Да и Тирпиц поступит точно также. Всё-таки моряки, они немного отмороженные на голову, и в этом вопросе не зря считают себя «белой костью». Хоть офицеры, хоть рядовой и унтер-офицерский или, как там правильно, боцманматский состав.
— Да… Степан Осипович в своём репертуаре… Будем надеяться, что он и наша эскадра уцелеют, — произнёс я, отсмеявшись.
— Тьфу, тьфу, тьфу, — Михаил трижды сплюнул через левое плечо. — Не сглазь, Тимофей. Я ещё и за Сандро переживаю. Он обещал Ксении, что не будет участвовать в налёте на Дюнкерк. А с пристани под Варшавой два часа назад пришла телеграмма, что он на «Беркуте» возглавил вылет эскадрильи дирижаблей. Я Ксении ничего не говорил и ты молчи.
Опа… Михаил вновь разволновался и перешёл на «ты».
— Я понял, Михаил Александрович. Буду нем, как рыба. Я, кстати, за обедом то же кое о чём умолчал, не желая тревожить Елену Филипповну.
— И о чём умолчал? — регент вопросительно посмотрел на меня.
— Кажется, заговорщики планируют новое покушение на вас всех, то есть на всю младшую ветвь Александровичей. И это будет что-то неожиданное, такое, что разнесёт Гатчинский дворец по камушкам, — произнёс я и замолчал.

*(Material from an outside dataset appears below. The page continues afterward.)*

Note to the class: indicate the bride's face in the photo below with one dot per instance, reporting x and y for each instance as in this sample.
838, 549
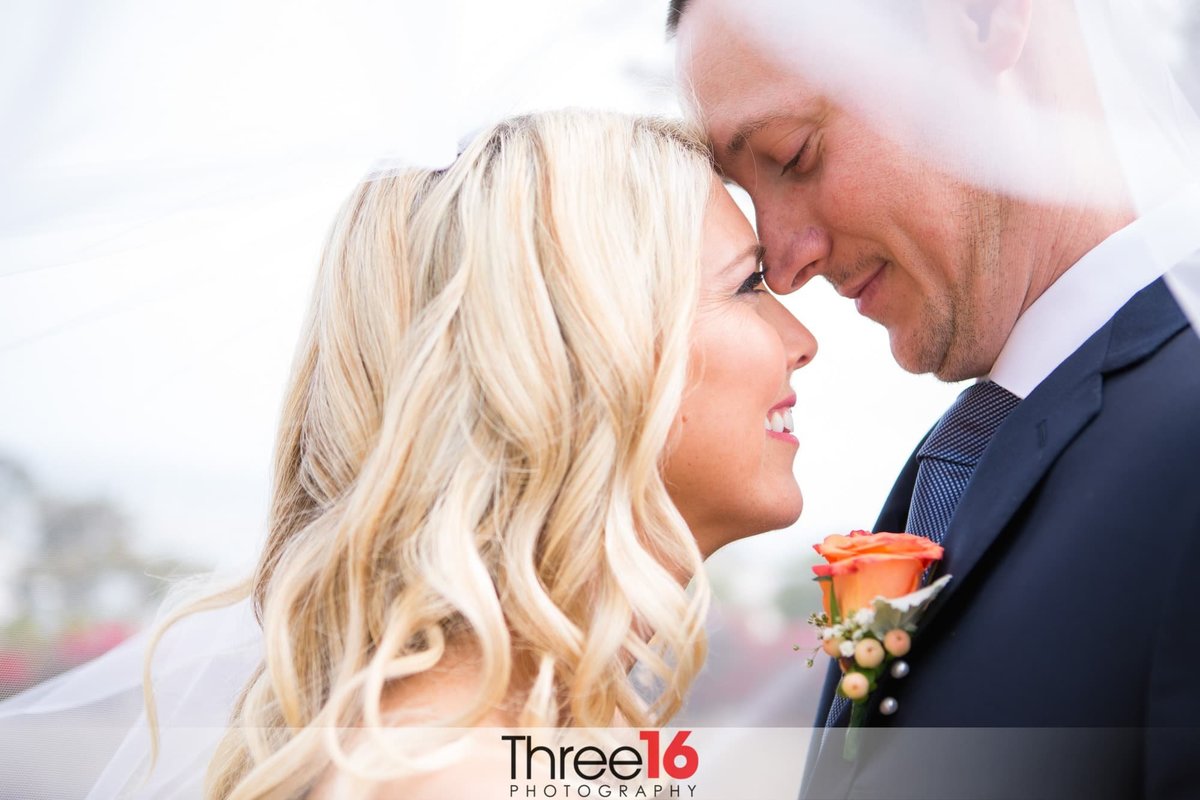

— Что значит по камушкам?! — удивился Михаил.
— Так заявила ваша двоюродная сестра Елена Владимировна, когда у неё началась истерика, а после бредовый психоз. Во время этого бреда она также кричала, что уничтожат всех младших Александровичей вместе с дворцом, — я поморщился, как от зубной боли. — Ещё она сказала, что её операция по моему уничтожению, это только первый этап большого плана по смене династии в Российской империи.
— И кто же будет следующим императором, если всех нас уничтожат? Не Дмитрий ли Павлович? И что произошло во время задержания Елены, что у неё начался психоз? — задал сразу несколько вопросов регент.
— Тур, точнее, хорунжий Верхотуров Елену Владимировну сильно щитом приложил во время захвата. Он в комнату первым входил, а она с боку у дверного проёма с револьвером в руках стояла. Он на рефлексах и ударил. Она без сознания почти полчаса была. А когда очнулась и меня увидела, у неё истерика началась, а потом и психоз, по диагнозу профессора Баженова. Может быть, на неё так удар повлиял…
— Да, нет. Она и в детстве была с заскоками. В четыре года ножом своей воспитательнице руки порезала в гневе, когда та пыталась её успокоить, — перебил меня Михаил. — И что она подразумевала под тем, что уничтожит нас вместе с дворцом, разнеся его по камушкам?!
— Пока не знаю, Михаил Александрович, но узнаю.
— Это поэтому курсанты Аналитического центра и первого, и второго курса ещё два дня назад покинули центр и разъехались в неизвестном направлении, и Ширинкин чуть ли не всех своих агентов отправил в столицу.